A sort of "who's on first" routine arose from the sound of the word "hoodoo," which went like this: "You remind me of the man." "What man?" "The man with the power." "What power?" "The power of Hoodoo." "Hoodoo?" "You do." "Do what?" "You remind me of the man..." It may have arisen from vaudeville or burlesque but more likely it's a joke once in common circulation. This is referenced by David Bowie's character, Jareth, in the song Magic Dance of the film Labyrinth, albeit using the word 'voodoo' instead of 'hoodoo'. The routine is performed by Cary Grant and Myrna Loy in The Bachelor and the Bobby-Soxer.

Books

Zora Neale Hurston recorded many hoodoo practices and tales.
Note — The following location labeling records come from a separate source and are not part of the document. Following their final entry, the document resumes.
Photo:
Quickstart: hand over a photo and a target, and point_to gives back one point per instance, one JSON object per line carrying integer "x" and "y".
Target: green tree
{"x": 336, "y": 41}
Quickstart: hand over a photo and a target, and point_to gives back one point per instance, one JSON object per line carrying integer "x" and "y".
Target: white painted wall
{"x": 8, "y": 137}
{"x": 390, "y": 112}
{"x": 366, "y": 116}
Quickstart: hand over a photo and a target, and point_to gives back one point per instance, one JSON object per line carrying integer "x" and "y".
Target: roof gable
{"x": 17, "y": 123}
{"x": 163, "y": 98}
Other authors on the subject include Harry M. Hyatt, Newbell Niles Puckett, Jim Haskins, Mama Zogbe and catherine yronwode. Christine Wicker Not In Kansas Anymore Dark Arts, Sex Spells, Money Magic, and Other Things Your Neighbors Aren’t Telling You Christine Wicker featuring hoodoo, rootworker Dr. Christos Kioni.

Radio

Since 2004, Dr. Christos Kioni, a conjure doctor at Rootwork, Rootworker, Hoodoo, Conjurefrom Florida, has co-hosted and produced a weekly hour-long radio show and podcast on the subject of hoodoo called "The Lucky Mojo Hoodoo Rootwork Hour."

Film

The Skeleton Key, a film released in 2005, centers on the practice of hoodoo.

Games

Hoodoo (and Voodoo) are a central part of the plot to Gabriel Knight: Sins of the Father, an adventure game released in 1993.

Sports

In English, Australian, and New Zealand sports journalism, the word hoodoo is sometimes used to refer to a team's inability to achieve a certain goal - such as beating a particular opponent or winning a certain trophy. This usage jokingly implies that there is some supernatural force preventing the team from doing so and derives from the false notion that hoodoo magic consists only, or primarily, of curses. For example, the England national football team is said to have a hoodoo against Sweden, having failed to beat them in 38 years.

Military history

The first battleship of the United States Navy, the USS Texas, commissioned in 1895, was referred to by nickname as the "Old Hoodoo" due to a series of incidents that occurred after she was commissioned that gave her a reputation as an unlucky ship. The code letter "H" that was assigned to the Texas at that time may have also contributed to the inspiration. At the battle of Santiago, Cuba, on July 3, 1898, the "Old Hoodoo", in the words of a contemporary New York Sun article published shortly after the battle, became the "Old Hero".